Yawn.
I flipped on the TV this morning, and there was Rudy Giuliani, foaming at the mouth. Hizzoner the mayor, the post 9/11 publicity hound and griever in chief, and rebuilder in chief, no matter what the human cost. Spewing gossipy accusations as if the former prosecutor in chief had never heard the word "hearsay."
Kate Foster. A name I had never heard before. Hers was to be the next story, as soon as they wiped Rudy's spit off the camera lenses. A gymnast with a prosthetic leg, having lost her real one to disease only a few years earlier, a teenager who competes, against all odds and without complaint, in a system rigged, I suppose, in favor of athletes with all their limbs. Shame on all of us, but shame on everyone in this surreal political season who has cried foul when it appears they might not get their way.
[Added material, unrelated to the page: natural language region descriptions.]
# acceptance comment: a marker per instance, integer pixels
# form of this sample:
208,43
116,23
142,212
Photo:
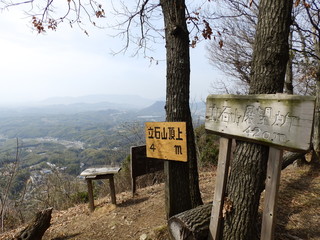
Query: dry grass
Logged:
144,215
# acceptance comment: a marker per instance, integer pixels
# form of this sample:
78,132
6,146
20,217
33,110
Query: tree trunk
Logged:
248,170
182,184
288,87
316,123
192,224
36,229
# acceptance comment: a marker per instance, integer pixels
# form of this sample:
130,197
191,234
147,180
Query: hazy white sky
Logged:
67,62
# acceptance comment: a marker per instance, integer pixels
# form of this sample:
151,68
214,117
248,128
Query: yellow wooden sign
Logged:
167,140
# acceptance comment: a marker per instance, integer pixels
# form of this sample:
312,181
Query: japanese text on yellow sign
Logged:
167,140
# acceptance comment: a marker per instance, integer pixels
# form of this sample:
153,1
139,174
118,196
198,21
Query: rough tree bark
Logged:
182,184
192,224
36,229
248,170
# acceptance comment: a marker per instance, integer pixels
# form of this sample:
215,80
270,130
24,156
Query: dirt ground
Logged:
143,217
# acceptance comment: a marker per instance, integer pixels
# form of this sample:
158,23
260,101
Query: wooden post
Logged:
90,194
133,186
271,193
220,186
112,190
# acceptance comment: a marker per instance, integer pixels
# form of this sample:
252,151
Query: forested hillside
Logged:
44,149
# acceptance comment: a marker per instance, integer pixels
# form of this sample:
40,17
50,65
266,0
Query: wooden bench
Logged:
100,173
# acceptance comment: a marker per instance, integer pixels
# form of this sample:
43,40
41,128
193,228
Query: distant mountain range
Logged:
132,101
138,106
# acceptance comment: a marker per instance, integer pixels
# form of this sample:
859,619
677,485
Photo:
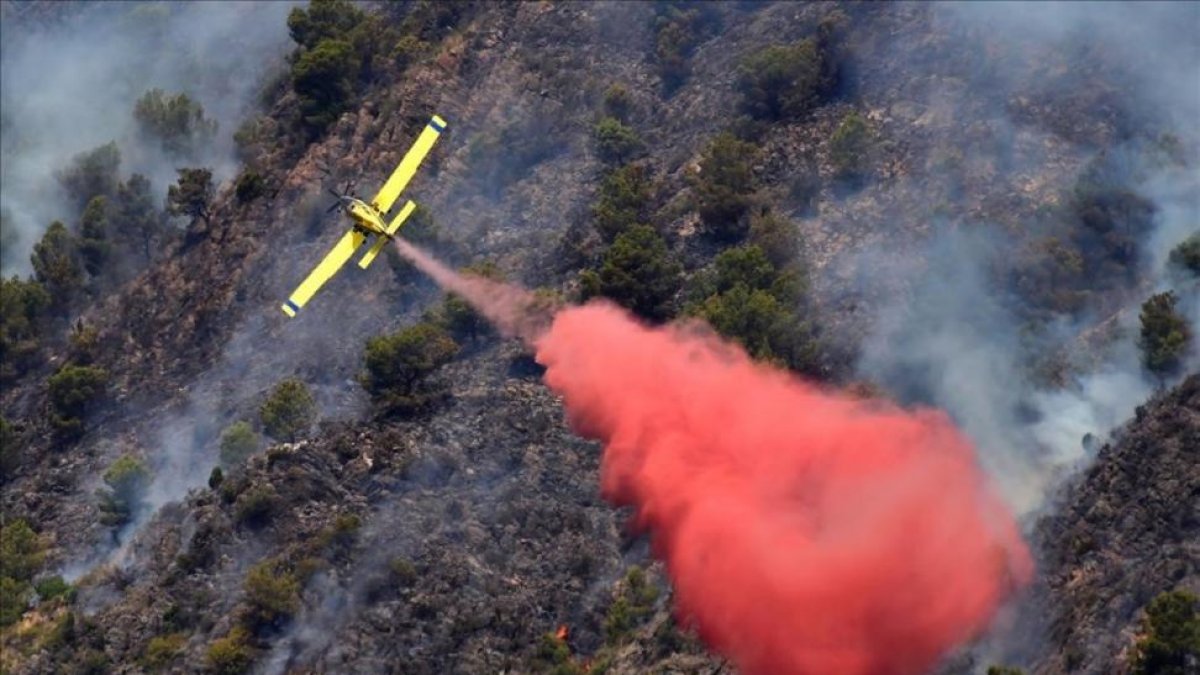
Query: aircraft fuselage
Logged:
365,216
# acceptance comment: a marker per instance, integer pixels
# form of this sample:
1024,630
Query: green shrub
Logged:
57,266
191,193
396,364
15,598
238,443
21,553
256,507
407,51
73,390
402,571
250,186
762,324
54,587
459,317
323,78
783,82
91,173
637,273
725,186
1171,640
850,148
1187,255
10,452
622,201
617,102
177,121
340,537
633,605
162,650
616,142
287,412
323,19
1165,334
22,305
273,595
677,31
231,655
94,245
775,236
126,482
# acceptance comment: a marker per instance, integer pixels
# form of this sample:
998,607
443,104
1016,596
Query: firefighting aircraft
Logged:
370,219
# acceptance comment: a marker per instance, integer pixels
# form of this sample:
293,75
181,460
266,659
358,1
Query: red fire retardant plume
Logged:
803,531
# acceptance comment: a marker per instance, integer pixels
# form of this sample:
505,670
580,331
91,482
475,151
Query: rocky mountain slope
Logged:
461,537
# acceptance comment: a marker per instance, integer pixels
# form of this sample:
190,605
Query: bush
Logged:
617,102
1187,255
616,142
271,595
94,245
323,19
775,236
126,482
91,173
783,82
725,186
748,299
637,273
459,317
191,193
250,186
15,598
54,587
21,553
57,266
287,411
622,202
231,655
1164,334
177,121
634,604
256,507
396,364
163,650
73,390
1171,641
850,147
10,452
22,305
677,31
323,78
238,443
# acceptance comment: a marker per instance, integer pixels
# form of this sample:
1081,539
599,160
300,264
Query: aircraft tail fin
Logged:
370,256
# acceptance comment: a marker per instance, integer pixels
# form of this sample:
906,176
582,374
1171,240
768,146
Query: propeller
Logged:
346,195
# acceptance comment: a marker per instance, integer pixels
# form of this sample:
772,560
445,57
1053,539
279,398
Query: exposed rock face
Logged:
480,524
1127,531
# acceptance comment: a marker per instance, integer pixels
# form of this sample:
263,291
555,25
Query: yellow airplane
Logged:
370,219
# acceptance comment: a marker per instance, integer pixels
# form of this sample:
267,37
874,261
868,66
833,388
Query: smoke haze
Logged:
803,531
71,85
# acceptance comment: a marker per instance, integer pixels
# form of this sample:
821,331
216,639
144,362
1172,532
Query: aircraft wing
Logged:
324,270
407,168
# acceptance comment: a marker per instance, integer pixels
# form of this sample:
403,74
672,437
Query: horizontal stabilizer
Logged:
370,256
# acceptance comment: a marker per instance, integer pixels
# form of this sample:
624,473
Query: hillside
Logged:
907,201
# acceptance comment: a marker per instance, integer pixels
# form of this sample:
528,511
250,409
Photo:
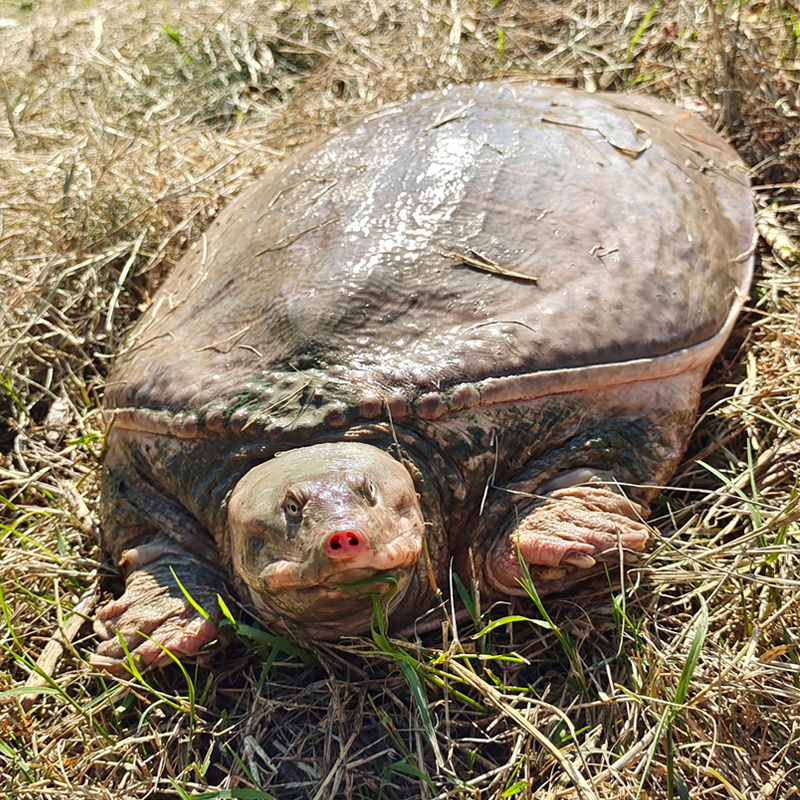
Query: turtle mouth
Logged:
345,600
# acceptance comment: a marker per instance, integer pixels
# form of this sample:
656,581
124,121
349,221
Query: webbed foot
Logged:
567,539
154,614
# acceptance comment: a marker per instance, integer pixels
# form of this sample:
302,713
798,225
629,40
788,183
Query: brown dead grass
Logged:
124,127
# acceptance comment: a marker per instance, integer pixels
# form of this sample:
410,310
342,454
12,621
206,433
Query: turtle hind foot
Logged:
154,615
567,539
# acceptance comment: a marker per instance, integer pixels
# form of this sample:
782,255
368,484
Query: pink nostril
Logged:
343,543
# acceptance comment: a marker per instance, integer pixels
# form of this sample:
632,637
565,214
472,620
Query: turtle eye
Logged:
370,492
293,507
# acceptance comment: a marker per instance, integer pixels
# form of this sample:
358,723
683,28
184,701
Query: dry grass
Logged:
123,128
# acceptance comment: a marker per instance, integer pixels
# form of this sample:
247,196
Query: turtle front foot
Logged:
567,539
154,615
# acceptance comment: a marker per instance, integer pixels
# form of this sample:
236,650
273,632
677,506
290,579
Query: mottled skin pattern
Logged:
323,309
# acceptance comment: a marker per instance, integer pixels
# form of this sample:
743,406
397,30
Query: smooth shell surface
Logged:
346,263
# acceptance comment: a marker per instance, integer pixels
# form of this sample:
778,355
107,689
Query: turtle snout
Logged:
347,546
344,544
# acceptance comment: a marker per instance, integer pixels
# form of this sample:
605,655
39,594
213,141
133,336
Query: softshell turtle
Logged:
463,331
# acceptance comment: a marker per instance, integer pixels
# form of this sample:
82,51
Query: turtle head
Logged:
318,531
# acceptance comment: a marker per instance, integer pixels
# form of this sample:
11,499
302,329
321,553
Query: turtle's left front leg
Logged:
154,617
565,539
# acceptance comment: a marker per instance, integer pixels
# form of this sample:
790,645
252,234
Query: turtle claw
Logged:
154,618
568,538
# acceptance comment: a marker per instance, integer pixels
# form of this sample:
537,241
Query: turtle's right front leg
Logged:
154,614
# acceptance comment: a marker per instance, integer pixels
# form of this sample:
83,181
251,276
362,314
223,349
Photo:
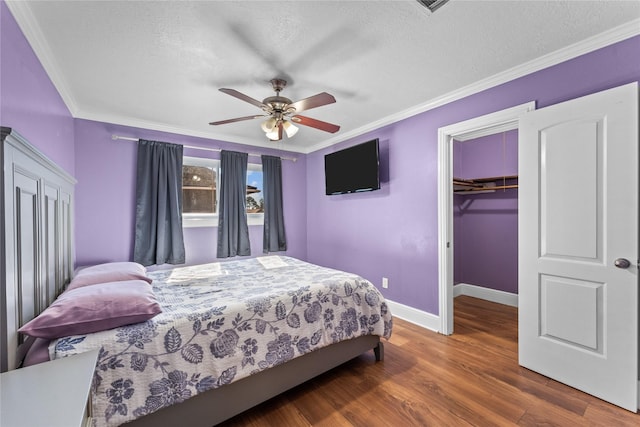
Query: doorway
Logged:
498,122
485,217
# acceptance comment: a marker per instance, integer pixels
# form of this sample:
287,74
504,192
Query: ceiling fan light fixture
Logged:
290,129
269,124
273,134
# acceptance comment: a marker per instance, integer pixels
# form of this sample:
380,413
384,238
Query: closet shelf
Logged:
484,185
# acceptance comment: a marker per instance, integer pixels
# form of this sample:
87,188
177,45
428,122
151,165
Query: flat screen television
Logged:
353,169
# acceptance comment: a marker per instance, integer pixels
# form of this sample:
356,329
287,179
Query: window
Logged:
200,179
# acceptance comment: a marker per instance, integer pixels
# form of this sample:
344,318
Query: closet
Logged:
485,206
37,244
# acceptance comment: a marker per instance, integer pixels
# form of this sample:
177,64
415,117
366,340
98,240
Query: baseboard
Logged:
501,297
415,316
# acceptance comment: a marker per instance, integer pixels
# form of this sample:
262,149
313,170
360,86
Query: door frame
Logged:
500,121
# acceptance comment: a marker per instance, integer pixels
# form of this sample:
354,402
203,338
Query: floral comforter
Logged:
222,322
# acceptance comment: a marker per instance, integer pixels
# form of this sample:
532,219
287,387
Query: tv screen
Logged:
353,169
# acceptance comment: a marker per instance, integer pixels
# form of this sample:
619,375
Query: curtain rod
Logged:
126,138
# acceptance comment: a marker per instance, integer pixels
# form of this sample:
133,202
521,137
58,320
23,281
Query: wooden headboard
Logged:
36,232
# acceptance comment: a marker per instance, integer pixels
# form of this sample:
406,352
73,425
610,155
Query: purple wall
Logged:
486,225
29,102
393,232
105,195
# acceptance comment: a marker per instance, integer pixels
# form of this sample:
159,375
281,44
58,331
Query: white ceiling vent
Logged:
432,5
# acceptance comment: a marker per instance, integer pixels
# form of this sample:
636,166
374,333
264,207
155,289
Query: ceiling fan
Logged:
281,112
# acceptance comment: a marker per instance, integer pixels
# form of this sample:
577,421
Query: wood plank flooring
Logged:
470,378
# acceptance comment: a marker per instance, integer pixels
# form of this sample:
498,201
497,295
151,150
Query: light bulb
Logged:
268,124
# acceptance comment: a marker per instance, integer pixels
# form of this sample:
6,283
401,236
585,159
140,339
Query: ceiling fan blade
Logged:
314,123
237,119
243,97
313,101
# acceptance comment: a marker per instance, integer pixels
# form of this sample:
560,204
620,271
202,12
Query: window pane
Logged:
198,189
255,200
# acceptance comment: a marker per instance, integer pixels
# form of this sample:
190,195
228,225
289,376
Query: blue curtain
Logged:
233,230
274,238
158,237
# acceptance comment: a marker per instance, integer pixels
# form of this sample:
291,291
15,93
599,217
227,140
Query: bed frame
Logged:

I watched the segment in amazement, this talented young girl who had lost one of the indispensable tools of her trade, never mind the years of debilitating treatment she had to endure, never mind the devastation and fear that we, as parents, don't want to imagine. With the help of a coach who never, for a moment, viewed the loss of a leg as a deal breaker, Kate Foster seems to live life, on the mat and off, with a grace I only wish I could approach when I drag my aging ass out of bed in the morning.
Yawn. The Kate segment ended quickly, and the pundits reappeared. At least Rudy was gone. No shortage, though, of video clips of the Oompa-Loompa in chief -- calling names, hurling insults, reading scripted endorsements as if they were written in Arabic and periodically ad libbing with the small handful of adjectives in his vocabulary -- incredible, terrific, disgraceful, crooked.
Yawn, yes, but we cannot seem to get enough. And as much as the rational pieces of us push away the nastiness and the hate and the fear mongering, it has permeated our collective psyche and made us angry and has certainly made us forget about the things that matter.
Life isn't fair. If I hadn't known that before, I certainly grasped it in January, when a young man I had watched grow up simply died, without warning, at twenty-seven. Nobody was driving while distracted, nobody was shooting up a club with an assault rifle. His heart failed him, and this young man who traveled the world and loved life and who quietly inspired so many in his short life by working hard and doing good things and appreciating his good fortune and always, always, paying it forward was taken. Had the system been rigged, we would have expected somebody like Adam to live forever.
Had his heart problem been discovered, he might have lived, with some limitations. His activity level might have been curtailed. But, like Kate Foster, the one-legged gymnast, he would have persevered and he would have prospered and he would never have dwelt on the unfairness of it all. Even with a defective heart, Adam would have been as big hearted as ever. He would have shaken his head in disbelief at the spectacle that is American politics this year. Still, he would have believed the world is a good place.
I like to think that Kate and Adam -- and their parents -- are the rule, not the exception, and that the Oompa-Loompa's will soon fade back into fiction. Yawn. It's getting really old.